These results suggest that IGF1 polymorphism has a possible role in changing the genetic susceptibility to LOAD in a Han Chinese population. (C) 2012 Elsevier Ireland Ltd. All rights reserved.”
“Burkitt’s lymphoma is a highly aggressive
B-cell non-Hodgkin lymphoma and is the fastest growing human tumour. The disease click here is associated with Epstein-Barr virus and was one of the first tumours shown to have a chromosomal translocation that activates an oncogene (c-MYC). Burkitt’s lymphoma is the most common childhood cancer in areas where malaria is holoendemic. The incidence is very high in immunosuppressed patients in non-endemic areas, especially when associated with HIV infection. Outcome with intensive chemotherapy has improved and is now excellent in children, but the prognosis is poor in elderly adults. The success of intensive treatment relies on good supportive care. The therapy offered in oncology units in low-income countries is not as aggressive as in centres in high-income countries PLX4032 order and outcomes are less successful. Adjuvant monoclonal antibody therapy with rituximab shows promise for improved outcomes and reduced
toxic effects in the future.”
“The antipsychotic drug, olanzapine, often induces weight gain and glucose metabolism disturbances, which may result from feeding pattern abnormalities.
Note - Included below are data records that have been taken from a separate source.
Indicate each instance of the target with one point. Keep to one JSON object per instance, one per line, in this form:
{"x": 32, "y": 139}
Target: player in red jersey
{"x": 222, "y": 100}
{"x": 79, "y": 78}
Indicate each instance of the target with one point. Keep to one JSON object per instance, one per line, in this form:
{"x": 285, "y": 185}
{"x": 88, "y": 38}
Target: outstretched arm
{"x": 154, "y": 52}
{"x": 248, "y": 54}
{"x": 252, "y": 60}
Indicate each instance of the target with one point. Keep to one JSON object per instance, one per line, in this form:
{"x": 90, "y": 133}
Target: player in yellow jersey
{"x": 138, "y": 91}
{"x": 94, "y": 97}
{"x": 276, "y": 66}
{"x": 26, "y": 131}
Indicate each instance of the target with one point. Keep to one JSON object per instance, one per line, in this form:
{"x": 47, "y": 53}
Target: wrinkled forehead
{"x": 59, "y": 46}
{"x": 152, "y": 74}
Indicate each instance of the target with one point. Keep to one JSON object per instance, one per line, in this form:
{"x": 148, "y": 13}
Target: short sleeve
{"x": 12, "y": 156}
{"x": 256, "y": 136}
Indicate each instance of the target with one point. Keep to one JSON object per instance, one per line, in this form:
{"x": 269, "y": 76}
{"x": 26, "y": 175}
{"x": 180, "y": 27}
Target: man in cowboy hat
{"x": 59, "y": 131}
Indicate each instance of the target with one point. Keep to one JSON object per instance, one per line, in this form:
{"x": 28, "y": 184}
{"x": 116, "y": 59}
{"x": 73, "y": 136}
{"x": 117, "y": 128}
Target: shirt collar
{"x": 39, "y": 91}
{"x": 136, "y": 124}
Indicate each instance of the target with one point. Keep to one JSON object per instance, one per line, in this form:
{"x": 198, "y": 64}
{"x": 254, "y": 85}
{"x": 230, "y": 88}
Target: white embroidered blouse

The objectives of the study were to examine the effects of a chronic olanzapine treatment on feeding patterns in the rat and to investigate a potential time-related association between feeding patterns and the appearance of glucose metabolism abnormalities and adiposity.
Male rats were treated with olanzapine (2 mg/kg/day), haloperidol (1 mg/kg/day) or a control solution (drugs mixed with the food). In experiment 1, treatments lasted 26 days and feeding
patterns were measured on day 21. In experiment 2, treatments lasted for 46 days, and an oral glucose tolerance test (OGTT) was realised on day 31. At the end Sulfite dehydrogenase of both experiments, plasma parameters and body composition were analysed.
In experiment 1, olanzapine-treated animals showed increased meal number, decreased ingestion rate, meal size and inter-meal interval, and no change in total food intake. Plasma glucose, OGTT and body composition were not altered. In experiment 2, after 31 days of treatment, fasting blood glucose was increased and OGTT indicated an insulin resistance. After 46 days of treatment, hyperglycaemia was aggravated (compared to 31 days), and adiposity was increased in olanzapine-treated animals. In both experiments, the haloperidol-treated rats did not differ from the control ones.
Chronic olanzapine treatment produces changes in feeding patterns, in a way consistent with an increased incentive drive to eat.